PCB-Classification

Tried 3fold validation using Densenet 121 . High NonDefective Accuracy . Low NonDefective Accuracy

Tried efficientnet B3 which was placed higher on Imagenet benchmark

Test set had to be balanced

Downsampled NonDefective class to balance the dataset and training on Densenet201.

  1. removed random images directly from the dataset
  2. randomly remove images in each epoch

Got results in 1) but found an issue. ImageDataGenerator by default downsizes images to 256X256. Will set to 600X600 and check.

Upsampled minority class by augmenting with horizontal flip.

Also Tried training an autoencoder for dimensionality reduction. Dataset not fitting in memory.

Note# Data Augmentation is a technique to explicitly encode invariance into a ML model.

With 1794 samples in training set, takes about 1600 seconds per epoch

Decided to try cutmix augmentation.

Note The problem with having an imbalanced dataset in a binary classification task is that it is not that the model is learning the discriminative features of the majority class well.
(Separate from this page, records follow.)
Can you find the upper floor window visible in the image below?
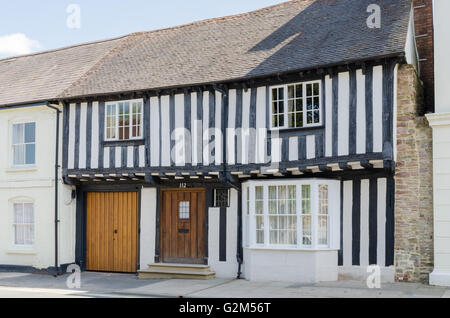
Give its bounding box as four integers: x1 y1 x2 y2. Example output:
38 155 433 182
13 202 34 246
12 123 36 166
243 179 340 250
105 100 144 141
271 81 322 129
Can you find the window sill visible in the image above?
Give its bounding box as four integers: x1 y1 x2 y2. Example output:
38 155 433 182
7 247 37 255
102 139 145 147
244 246 339 253
5 166 38 173
269 125 325 134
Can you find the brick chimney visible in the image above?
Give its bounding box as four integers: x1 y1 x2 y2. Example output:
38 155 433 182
413 0 434 112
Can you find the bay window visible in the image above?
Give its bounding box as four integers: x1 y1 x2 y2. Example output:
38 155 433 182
243 179 340 249
13 202 34 247
105 100 144 141
12 122 36 167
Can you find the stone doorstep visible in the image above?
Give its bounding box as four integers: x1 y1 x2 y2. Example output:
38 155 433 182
139 264 216 280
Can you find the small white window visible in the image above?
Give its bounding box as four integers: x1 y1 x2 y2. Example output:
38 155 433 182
271 81 322 129
178 201 191 220
105 100 144 141
244 179 340 250
13 203 34 246
12 123 36 167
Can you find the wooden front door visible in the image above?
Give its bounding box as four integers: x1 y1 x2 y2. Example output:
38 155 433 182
86 192 138 273
161 189 206 264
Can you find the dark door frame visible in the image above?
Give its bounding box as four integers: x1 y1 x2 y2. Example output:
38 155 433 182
155 186 214 265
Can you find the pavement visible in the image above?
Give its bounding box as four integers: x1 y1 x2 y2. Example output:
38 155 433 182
0 273 450 298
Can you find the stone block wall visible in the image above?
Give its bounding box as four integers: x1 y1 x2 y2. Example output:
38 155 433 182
395 65 433 283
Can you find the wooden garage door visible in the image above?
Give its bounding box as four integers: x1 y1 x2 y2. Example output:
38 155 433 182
86 192 138 273
161 189 206 264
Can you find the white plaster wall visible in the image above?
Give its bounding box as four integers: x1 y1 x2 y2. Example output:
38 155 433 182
428 114 450 286
433 0 450 113
140 188 157 269
0 107 75 269
244 248 338 284
208 190 238 278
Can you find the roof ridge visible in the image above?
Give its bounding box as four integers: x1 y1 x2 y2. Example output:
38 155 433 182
129 0 302 35
0 34 128 63
0 0 298 63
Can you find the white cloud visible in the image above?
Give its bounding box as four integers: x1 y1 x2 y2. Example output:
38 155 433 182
0 33 42 56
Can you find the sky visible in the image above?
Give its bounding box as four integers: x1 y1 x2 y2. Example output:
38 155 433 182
0 0 286 58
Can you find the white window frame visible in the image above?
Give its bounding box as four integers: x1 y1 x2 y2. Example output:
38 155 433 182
10 198 36 250
242 179 341 251
104 99 145 141
9 120 37 169
269 80 324 130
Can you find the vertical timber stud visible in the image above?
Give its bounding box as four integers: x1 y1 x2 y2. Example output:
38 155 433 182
155 188 161 263
219 207 227 262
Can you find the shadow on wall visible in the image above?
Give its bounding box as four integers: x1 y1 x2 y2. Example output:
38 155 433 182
247 0 411 76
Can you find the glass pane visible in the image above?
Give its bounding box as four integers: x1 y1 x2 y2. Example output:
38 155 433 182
256 230 264 244
269 200 277 214
278 186 287 215
306 112 313 125
319 185 328 214
296 113 303 128
14 225 25 245
270 231 279 245
247 188 250 215
314 97 320 109
295 99 303 112
13 145 25 166
25 123 36 143
288 99 295 113
288 85 295 98
278 115 284 127
25 144 36 165
306 98 313 110
178 201 190 220
278 101 284 114
255 187 264 200
302 216 312 246
13 124 24 145
269 186 277 200
23 203 34 224
289 113 298 128
302 185 311 214
314 83 320 96
255 201 264 214
272 88 278 100
318 216 328 245
306 84 312 96
272 116 280 128
295 85 303 98
14 203 23 224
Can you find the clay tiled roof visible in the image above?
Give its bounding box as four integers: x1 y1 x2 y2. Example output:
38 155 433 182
0 0 411 104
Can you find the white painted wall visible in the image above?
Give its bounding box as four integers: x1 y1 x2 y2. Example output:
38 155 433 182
140 188 157 269
433 0 450 113
244 248 338 284
0 107 75 269
208 190 238 278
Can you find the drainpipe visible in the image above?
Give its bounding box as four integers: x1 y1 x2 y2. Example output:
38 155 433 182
213 84 244 279
47 103 61 277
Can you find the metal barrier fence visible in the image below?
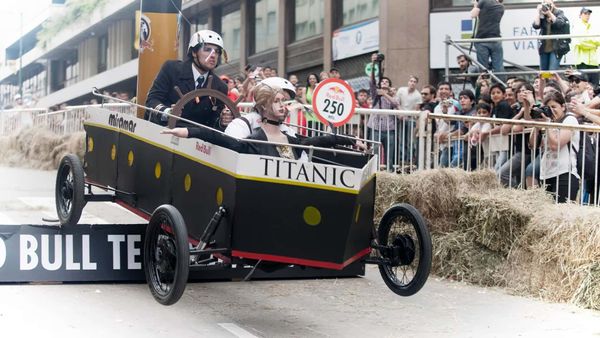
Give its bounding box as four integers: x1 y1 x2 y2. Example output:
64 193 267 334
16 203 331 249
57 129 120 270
426 114 600 206
444 34 600 84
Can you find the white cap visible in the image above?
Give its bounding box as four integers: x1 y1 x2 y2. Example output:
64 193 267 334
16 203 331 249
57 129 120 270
260 77 296 99
188 29 224 53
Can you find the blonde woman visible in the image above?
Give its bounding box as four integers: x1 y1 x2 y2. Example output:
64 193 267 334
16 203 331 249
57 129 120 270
161 83 356 159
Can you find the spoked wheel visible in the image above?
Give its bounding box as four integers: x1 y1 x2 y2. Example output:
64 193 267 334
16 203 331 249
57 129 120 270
378 203 431 296
54 154 85 226
144 204 190 305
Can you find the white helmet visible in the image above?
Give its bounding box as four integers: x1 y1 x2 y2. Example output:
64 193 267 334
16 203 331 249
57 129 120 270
188 29 224 54
260 77 296 99
187 29 228 63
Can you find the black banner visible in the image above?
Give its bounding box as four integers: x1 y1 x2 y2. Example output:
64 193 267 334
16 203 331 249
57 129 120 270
0 224 146 282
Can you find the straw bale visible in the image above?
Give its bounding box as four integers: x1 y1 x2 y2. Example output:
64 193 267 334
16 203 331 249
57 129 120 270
375 169 499 232
505 204 600 309
432 230 504 286
0 127 85 170
375 169 600 310
457 188 552 256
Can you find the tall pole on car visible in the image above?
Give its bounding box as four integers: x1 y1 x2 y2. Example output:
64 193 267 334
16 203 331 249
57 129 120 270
136 0 181 118
19 12 23 99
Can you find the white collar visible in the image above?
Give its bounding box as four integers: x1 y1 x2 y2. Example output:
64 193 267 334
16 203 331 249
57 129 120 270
192 65 208 86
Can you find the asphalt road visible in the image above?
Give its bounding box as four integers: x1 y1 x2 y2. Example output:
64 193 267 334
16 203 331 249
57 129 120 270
0 167 600 338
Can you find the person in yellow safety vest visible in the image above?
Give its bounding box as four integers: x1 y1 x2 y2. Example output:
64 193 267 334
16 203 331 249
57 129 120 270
571 7 600 86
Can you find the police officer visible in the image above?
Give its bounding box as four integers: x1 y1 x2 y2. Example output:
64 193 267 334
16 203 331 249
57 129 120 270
144 30 227 129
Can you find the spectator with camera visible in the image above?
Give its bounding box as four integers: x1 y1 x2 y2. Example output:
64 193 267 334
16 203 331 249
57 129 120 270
367 53 399 171
567 72 592 105
471 0 504 77
394 75 421 162
433 81 460 167
492 83 539 188
449 89 477 169
466 103 492 170
523 92 580 203
573 7 600 86
452 54 479 95
533 0 571 70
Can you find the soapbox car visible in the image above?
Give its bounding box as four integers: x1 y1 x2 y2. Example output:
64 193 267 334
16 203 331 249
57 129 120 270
56 89 431 305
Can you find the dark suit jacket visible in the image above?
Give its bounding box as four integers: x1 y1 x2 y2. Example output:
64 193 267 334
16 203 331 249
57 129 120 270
144 60 227 129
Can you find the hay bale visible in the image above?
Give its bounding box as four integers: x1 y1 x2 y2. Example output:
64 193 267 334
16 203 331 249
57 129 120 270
375 169 499 232
505 204 600 310
457 188 553 256
0 127 85 170
432 231 505 286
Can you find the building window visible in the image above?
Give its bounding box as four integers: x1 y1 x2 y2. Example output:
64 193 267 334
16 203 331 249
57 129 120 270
254 0 278 52
195 13 208 34
221 10 242 60
342 0 379 26
65 60 79 87
98 34 108 73
294 0 325 41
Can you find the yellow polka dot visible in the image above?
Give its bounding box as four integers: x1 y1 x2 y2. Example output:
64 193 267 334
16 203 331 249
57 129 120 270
183 174 192 191
127 150 133 167
88 136 94 153
110 144 117 161
303 206 321 226
217 187 223 205
154 162 162 179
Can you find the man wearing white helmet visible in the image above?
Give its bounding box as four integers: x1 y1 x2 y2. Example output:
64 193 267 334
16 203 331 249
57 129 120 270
144 30 227 129
225 77 296 139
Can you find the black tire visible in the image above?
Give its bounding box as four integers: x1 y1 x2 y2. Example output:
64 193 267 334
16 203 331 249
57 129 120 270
54 154 85 226
377 203 431 296
143 204 190 305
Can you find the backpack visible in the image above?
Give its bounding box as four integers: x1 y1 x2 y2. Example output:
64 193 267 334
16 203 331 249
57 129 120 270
560 113 600 182
556 17 571 59
573 131 600 182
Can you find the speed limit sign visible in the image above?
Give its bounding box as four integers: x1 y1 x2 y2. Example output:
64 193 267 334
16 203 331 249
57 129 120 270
312 79 356 127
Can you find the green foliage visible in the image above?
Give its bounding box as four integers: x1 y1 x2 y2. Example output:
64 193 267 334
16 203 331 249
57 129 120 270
37 0 108 48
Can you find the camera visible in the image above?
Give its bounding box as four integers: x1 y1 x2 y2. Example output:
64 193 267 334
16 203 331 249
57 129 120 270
542 3 550 12
441 99 453 107
510 102 522 115
531 106 552 119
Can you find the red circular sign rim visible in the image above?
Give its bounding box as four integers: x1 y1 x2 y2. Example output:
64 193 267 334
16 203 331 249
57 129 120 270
312 79 356 127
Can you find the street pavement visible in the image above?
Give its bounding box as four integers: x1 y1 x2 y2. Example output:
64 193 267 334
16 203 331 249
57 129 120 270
0 167 600 338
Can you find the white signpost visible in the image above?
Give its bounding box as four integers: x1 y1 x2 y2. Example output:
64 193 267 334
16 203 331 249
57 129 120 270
312 79 356 127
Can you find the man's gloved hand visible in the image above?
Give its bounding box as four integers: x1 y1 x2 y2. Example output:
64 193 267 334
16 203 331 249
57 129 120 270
160 108 173 122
Actually, it is badly learning the discriminative features of the minority class. Because we have only two classes, failure to identify a sample as belonging to one class(minority) automatically classifies it to be a sample of the other class(majority class). So there is a very heavy bias towards the majority class.

---Augmix----- Further, networks trained on translation augmentations remain highly sensitive to images shifted by a single pixel Benchmarking Neural Network Robustness to Common Corruptions and Perturbations(Dan Hendrycks, Thomas Dietterich)

---SimCLR------ To evaluate the learned representations, we follow the widely used linear evaluation protocol

Random Cropping might not be helpful as it might exclude the defect mark and that could lead to class inversion.

cmpth_checkpoints/exp2 was a mistake. Have to swap falseratio and trueratio.The ratio should be such that it magnifies the minority-samples-class pred value and shrinks teh majority-samples-class pred value. In exp2 I did the opposite.

Looking at Defective and Non Defective Precision and Recall values in the results, one trens is emergent. A lot of defective samples are being misclassiied as Non Defective. Owing to this, the defective precision is high and defective precision is low. Because the number of false negatives is larger compared to number of false positives.

Due to the same reason, the result for non defective class is exactly opposite. Because in this case the number of false positives becomes larger than the number of false negatives.Thus Non Defective Precision values are lower and Non Defective Recall values are higher.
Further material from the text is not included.